The government-backed bot is designed to help teachers but doesn’t seem to do much else. (The rest of the world)
10 You Can Still Poke Someone On Facebook
Why not brighten up a friend’s day? (Buzz Feed News)
Quote of the Day
“If you look at all the major competing platforms that have existed — iOS, Android, Windows — Apple stands out. This is the only case where one company can control which apps get on the device. I don’t think it’s sustainable or good.”
— Meta CEO Mark Zuckerberg (himself no stranger to allegations of monopolistic behavior) joins Elon Musk in criticizing Apple’s power as a gatekeeper for apps in comments made on The newspaper “New York Times conference.
Searching for waste homes that will (probably) outlast humanity
Since 2013, when regulators decided to shut down the San Onofre nuclear power plant in California, teams of scientists, engineers and policy makers have been hard at work to ensure its safe decommissioning.
The big question is what to do with all the spent nuclear fuel? Its radioactive waste could outlive the human race, and it is stored in storage pits buried along California’s seismically active coastline.
They are easy ducks before the next big earthquake, which is likely to happen in the next century. If the nuclear waste somehow got out, the results would be devastating. And the fact that the problem exists at all highlights the fact that the US government still cannot fulfill its legal obligation to find a long-term home for US radioactive waste.

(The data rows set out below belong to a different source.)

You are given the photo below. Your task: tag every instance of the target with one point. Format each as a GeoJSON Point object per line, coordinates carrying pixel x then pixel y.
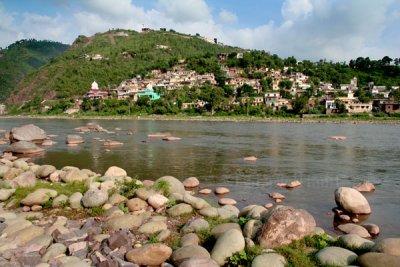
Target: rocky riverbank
{"type": "Point", "coordinates": [78, 217]}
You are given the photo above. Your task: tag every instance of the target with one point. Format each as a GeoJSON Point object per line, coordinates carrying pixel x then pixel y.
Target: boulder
{"type": "Point", "coordinates": [150, 254]}
{"type": "Point", "coordinates": [94, 198]}
{"type": "Point", "coordinates": [24, 147]}
{"type": "Point", "coordinates": [353, 241]}
{"type": "Point", "coordinates": [389, 246]}
{"type": "Point", "coordinates": [269, 259]}
{"type": "Point", "coordinates": [285, 224]}
{"type": "Point", "coordinates": [364, 187]}
{"type": "Point", "coordinates": [30, 133]}
{"type": "Point", "coordinates": [115, 172]}
{"type": "Point", "coordinates": [175, 186]}
{"type": "Point", "coordinates": [74, 139]}
{"type": "Point", "coordinates": [352, 201]}
{"type": "Point", "coordinates": [351, 228]}
{"type": "Point", "coordinates": [336, 256]}
{"type": "Point", "coordinates": [191, 182]}
{"type": "Point", "coordinates": [39, 196]}
{"type": "Point", "coordinates": [26, 179]}
{"type": "Point", "coordinates": [229, 243]}
{"type": "Point", "coordinates": [374, 259]}
{"type": "Point", "coordinates": [185, 253]}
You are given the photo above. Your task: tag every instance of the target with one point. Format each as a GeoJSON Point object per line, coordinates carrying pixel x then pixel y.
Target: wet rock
{"type": "Point", "coordinates": [269, 259]}
{"type": "Point", "coordinates": [352, 201]}
{"type": "Point", "coordinates": [94, 198]}
{"type": "Point", "coordinates": [180, 209]}
{"type": "Point", "coordinates": [191, 182]}
{"type": "Point", "coordinates": [389, 246]}
{"type": "Point", "coordinates": [74, 139]}
{"type": "Point", "coordinates": [336, 256]}
{"type": "Point", "coordinates": [229, 243]}
{"type": "Point", "coordinates": [176, 186]}
{"type": "Point", "coordinates": [136, 204]}
{"type": "Point", "coordinates": [221, 190]}
{"type": "Point", "coordinates": [356, 242]}
{"type": "Point", "coordinates": [185, 253]}
{"type": "Point", "coordinates": [227, 201]}
{"type": "Point", "coordinates": [351, 228]}
{"type": "Point", "coordinates": [39, 196]}
{"type": "Point", "coordinates": [29, 132]}
{"type": "Point", "coordinates": [26, 179]}
{"type": "Point", "coordinates": [157, 201]}
{"type": "Point", "coordinates": [374, 259]}
{"type": "Point", "coordinates": [24, 147]}
{"type": "Point", "coordinates": [151, 254]}
{"type": "Point", "coordinates": [285, 224]}
{"type": "Point", "coordinates": [364, 187]}
{"type": "Point", "coordinates": [115, 172]}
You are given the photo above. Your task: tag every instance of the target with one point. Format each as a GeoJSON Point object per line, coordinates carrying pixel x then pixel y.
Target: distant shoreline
{"type": "Point", "coordinates": [349, 120]}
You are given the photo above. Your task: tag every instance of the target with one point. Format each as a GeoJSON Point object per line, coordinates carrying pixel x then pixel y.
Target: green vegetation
{"type": "Point", "coordinates": [23, 57]}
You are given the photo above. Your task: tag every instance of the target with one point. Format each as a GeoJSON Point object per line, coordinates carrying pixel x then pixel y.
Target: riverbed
{"type": "Point", "coordinates": [214, 151]}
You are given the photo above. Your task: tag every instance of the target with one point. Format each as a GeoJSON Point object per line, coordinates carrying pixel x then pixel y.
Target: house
{"type": "Point", "coordinates": [96, 93]}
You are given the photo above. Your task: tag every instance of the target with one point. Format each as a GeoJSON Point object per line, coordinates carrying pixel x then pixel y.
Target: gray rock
{"type": "Point", "coordinates": [389, 246]}
{"type": "Point", "coordinates": [353, 241]}
{"type": "Point", "coordinates": [127, 221]}
{"type": "Point", "coordinates": [39, 196]}
{"type": "Point", "coordinates": [285, 224]}
{"type": "Point", "coordinates": [94, 198]}
{"type": "Point", "coordinates": [184, 253]}
{"type": "Point", "coordinates": [374, 259]}
{"type": "Point", "coordinates": [336, 256]}
{"type": "Point", "coordinates": [75, 200]}
{"type": "Point", "coordinates": [350, 200]}
{"type": "Point", "coordinates": [28, 132]}
{"type": "Point", "coordinates": [227, 244]}
{"type": "Point", "coordinates": [251, 228]}
{"type": "Point", "coordinates": [6, 194]}
{"type": "Point", "coordinates": [26, 179]}
{"type": "Point", "coordinates": [270, 260]}
{"type": "Point", "coordinates": [152, 227]}
{"type": "Point", "coordinates": [151, 254]}
{"type": "Point", "coordinates": [218, 230]}
{"type": "Point", "coordinates": [24, 147]}
{"type": "Point", "coordinates": [189, 240]}
{"type": "Point", "coordinates": [196, 226]}
{"type": "Point", "coordinates": [180, 209]}
{"type": "Point", "coordinates": [176, 186]}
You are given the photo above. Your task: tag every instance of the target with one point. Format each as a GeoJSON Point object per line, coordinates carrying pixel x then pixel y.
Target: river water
{"type": "Point", "coordinates": [214, 151]}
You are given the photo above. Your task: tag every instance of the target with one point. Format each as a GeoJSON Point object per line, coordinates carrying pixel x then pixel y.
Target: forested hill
{"type": "Point", "coordinates": [23, 57]}
{"type": "Point", "coordinates": [110, 58]}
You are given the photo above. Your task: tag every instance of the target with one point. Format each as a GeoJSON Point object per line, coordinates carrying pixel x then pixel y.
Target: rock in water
{"type": "Point", "coordinates": [24, 147]}
{"type": "Point", "coordinates": [284, 224]}
{"type": "Point", "coordinates": [350, 200]}
{"type": "Point", "coordinates": [30, 133]}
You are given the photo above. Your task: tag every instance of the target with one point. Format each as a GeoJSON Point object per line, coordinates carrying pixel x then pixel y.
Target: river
{"type": "Point", "coordinates": [214, 151]}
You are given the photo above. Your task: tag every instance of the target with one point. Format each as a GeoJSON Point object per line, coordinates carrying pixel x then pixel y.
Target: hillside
{"type": "Point", "coordinates": [23, 57]}
{"type": "Point", "coordinates": [110, 58]}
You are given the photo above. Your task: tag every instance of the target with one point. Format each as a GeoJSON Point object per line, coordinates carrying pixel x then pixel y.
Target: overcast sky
{"type": "Point", "coordinates": [335, 30]}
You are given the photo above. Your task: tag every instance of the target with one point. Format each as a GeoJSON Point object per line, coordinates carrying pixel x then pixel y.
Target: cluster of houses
{"type": "Point", "coordinates": [179, 77]}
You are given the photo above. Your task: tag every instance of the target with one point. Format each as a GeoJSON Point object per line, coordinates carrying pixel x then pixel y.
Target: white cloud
{"type": "Point", "coordinates": [227, 17]}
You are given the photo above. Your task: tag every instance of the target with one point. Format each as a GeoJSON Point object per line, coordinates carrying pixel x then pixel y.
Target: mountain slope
{"type": "Point", "coordinates": [23, 57]}
{"type": "Point", "coordinates": [109, 58]}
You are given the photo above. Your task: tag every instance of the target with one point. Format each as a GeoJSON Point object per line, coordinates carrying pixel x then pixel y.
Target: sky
{"type": "Point", "coordinates": [337, 30]}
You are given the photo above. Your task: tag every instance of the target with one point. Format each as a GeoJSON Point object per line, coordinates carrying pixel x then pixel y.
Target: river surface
{"type": "Point", "coordinates": [214, 151]}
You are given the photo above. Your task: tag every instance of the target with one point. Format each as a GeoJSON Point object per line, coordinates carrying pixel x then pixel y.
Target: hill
{"type": "Point", "coordinates": [110, 58]}
{"type": "Point", "coordinates": [23, 57]}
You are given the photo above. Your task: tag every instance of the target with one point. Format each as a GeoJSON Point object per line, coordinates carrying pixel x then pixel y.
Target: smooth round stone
{"type": "Point", "coordinates": [191, 182]}
{"type": "Point", "coordinates": [227, 201]}
{"type": "Point", "coordinates": [221, 190]}
{"type": "Point", "coordinates": [336, 256]}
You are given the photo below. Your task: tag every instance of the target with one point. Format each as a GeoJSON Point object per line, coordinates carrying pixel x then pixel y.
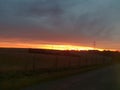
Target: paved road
{"type": "Point", "coordinates": [102, 79]}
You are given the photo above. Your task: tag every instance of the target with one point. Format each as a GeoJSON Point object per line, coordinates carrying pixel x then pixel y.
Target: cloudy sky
{"type": "Point", "coordinates": [73, 22]}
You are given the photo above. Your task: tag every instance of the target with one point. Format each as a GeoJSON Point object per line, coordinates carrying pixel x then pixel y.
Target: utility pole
{"type": "Point", "coordinates": [94, 45]}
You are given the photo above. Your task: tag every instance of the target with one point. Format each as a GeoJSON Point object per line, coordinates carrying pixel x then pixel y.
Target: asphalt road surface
{"type": "Point", "coordinates": [103, 79]}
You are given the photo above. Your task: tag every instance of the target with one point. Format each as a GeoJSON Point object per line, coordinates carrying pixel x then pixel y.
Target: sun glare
{"type": "Point", "coordinates": [66, 47]}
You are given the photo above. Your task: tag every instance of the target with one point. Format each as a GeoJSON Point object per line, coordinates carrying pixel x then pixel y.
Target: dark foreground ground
{"type": "Point", "coordinates": [102, 79]}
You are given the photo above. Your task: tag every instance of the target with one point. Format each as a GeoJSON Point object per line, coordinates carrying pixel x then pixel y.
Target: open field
{"type": "Point", "coordinates": [20, 65]}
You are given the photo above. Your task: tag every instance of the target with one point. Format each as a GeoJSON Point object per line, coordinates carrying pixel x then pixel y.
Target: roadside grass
{"type": "Point", "coordinates": [17, 81]}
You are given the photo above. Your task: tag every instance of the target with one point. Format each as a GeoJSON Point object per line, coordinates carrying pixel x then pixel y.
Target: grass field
{"type": "Point", "coordinates": [18, 68]}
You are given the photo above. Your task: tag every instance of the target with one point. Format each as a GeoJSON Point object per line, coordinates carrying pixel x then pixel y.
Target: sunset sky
{"type": "Point", "coordinates": [32, 23]}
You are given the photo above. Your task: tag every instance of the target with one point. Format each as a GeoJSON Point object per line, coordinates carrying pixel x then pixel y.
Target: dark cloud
{"type": "Point", "coordinates": [60, 20]}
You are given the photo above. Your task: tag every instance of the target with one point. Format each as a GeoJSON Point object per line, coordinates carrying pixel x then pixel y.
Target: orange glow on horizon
{"type": "Point", "coordinates": [46, 46]}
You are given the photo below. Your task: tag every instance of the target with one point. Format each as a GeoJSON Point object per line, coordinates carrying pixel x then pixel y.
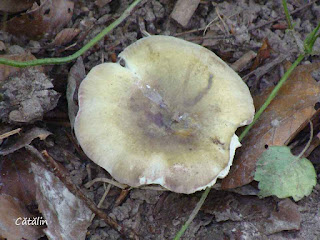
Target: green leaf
{"type": "Point", "coordinates": [284, 175]}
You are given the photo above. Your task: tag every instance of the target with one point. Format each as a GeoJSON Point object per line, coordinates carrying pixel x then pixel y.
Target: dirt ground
{"type": "Point", "coordinates": [228, 28]}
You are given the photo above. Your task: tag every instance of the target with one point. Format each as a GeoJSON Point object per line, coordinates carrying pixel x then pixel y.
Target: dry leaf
{"type": "Point", "coordinates": [287, 217]}
{"type": "Point", "coordinates": [11, 210]}
{"type": "Point", "coordinates": [14, 6]}
{"type": "Point", "coordinates": [42, 21]}
{"type": "Point", "coordinates": [25, 139]}
{"type": "Point", "coordinates": [67, 216]}
{"type": "Point", "coordinates": [292, 107]}
{"type": "Point", "coordinates": [65, 36]}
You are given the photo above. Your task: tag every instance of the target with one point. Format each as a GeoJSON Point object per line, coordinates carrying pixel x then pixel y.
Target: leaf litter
{"type": "Point", "coordinates": [284, 175]}
{"type": "Point", "coordinates": [291, 108]}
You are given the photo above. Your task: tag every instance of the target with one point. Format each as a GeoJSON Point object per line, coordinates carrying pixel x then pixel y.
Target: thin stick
{"type": "Point", "coordinates": [309, 141]}
{"type": "Point", "coordinates": [286, 12]}
{"type": "Point", "coordinates": [126, 232]}
{"type": "Point", "coordinates": [91, 43]}
{"type": "Point", "coordinates": [8, 134]}
{"type": "Point", "coordinates": [105, 180]}
{"type": "Point", "coordinates": [193, 214]}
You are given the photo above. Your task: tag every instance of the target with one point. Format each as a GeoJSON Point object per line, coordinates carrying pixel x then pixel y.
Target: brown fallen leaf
{"type": "Point", "coordinates": [41, 21]}
{"type": "Point", "coordinates": [67, 216]}
{"type": "Point", "coordinates": [292, 107]}
{"type": "Point", "coordinates": [25, 139]}
{"type": "Point", "coordinates": [16, 180]}
{"type": "Point", "coordinates": [12, 212]}
{"type": "Point", "coordinates": [65, 36]}
{"type": "Point", "coordinates": [14, 6]}
{"type": "Point", "coordinates": [286, 218]}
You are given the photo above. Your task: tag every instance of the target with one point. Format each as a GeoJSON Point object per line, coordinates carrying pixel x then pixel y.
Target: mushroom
{"type": "Point", "coordinates": [167, 117]}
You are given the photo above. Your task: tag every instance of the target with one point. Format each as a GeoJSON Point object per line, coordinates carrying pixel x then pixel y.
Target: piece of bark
{"type": "Point", "coordinates": [183, 11]}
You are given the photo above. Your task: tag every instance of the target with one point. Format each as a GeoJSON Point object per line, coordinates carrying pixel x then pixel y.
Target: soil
{"type": "Point", "coordinates": [156, 214]}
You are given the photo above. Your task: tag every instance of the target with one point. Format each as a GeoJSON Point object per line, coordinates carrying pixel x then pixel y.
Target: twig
{"type": "Point", "coordinates": [287, 14]}
{"type": "Point", "coordinates": [8, 134]}
{"type": "Point", "coordinates": [107, 189]}
{"type": "Point", "coordinates": [309, 141]}
{"type": "Point", "coordinates": [272, 96]}
{"type": "Point", "coordinates": [239, 65]}
{"type": "Point", "coordinates": [308, 47]}
{"type": "Point", "coordinates": [282, 17]}
{"type": "Point", "coordinates": [77, 192]}
{"type": "Point", "coordinates": [91, 43]}
{"type": "Point", "coordinates": [106, 180]}
{"type": "Point", "coordinates": [259, 72]}
{"type": "Point", "coordinates": [193, 214]}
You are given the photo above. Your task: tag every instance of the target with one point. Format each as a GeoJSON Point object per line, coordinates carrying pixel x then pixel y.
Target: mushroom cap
{"type": "Point", "coordinates": [168, 117]}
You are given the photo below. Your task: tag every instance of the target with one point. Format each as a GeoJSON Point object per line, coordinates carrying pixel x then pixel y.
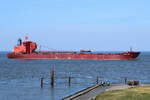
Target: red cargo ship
{"type": "Point", "coordinates": [27, 50]}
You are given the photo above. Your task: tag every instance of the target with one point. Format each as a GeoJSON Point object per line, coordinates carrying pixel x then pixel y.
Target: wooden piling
{"type": "Point", "coordinates": [69, 81]}
{"type": "Point", "coordinates": [97, 80]}
{"type": "Point", "coordinates": [52, 77]}
{"type": "Point", "coordinates": [42, 82]}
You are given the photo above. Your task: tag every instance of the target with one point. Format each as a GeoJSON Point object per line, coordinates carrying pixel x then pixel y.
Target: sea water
{"type": "Point", "coordinates": [20, 79]}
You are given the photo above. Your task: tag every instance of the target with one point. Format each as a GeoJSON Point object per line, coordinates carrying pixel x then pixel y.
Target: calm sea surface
{"type": "Point", "coordinates": [20, 79]}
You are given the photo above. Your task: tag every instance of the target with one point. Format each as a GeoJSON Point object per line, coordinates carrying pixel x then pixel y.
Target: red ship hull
{"type": "Point", "coordinates": [76, 56]}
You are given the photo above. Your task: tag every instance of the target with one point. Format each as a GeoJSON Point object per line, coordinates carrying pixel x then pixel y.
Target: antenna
{"type": "Point", "coordinates": [130, 48]}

Read the full story.
— Wudang Yang
We can still have good things
+ How to maintain healthy, nutritious food when everything is so expensive.
+ I would be very happy with any of these robot gifts, to be honest.
+ Although Christine McVie gave us so many great songs, Songbird maybe just the best.
+ Leftovers aren’t just delicious—they’re literally works of art.
+ There is a group of tens of thousands manta rays just relaxing off the coast of Ecuador.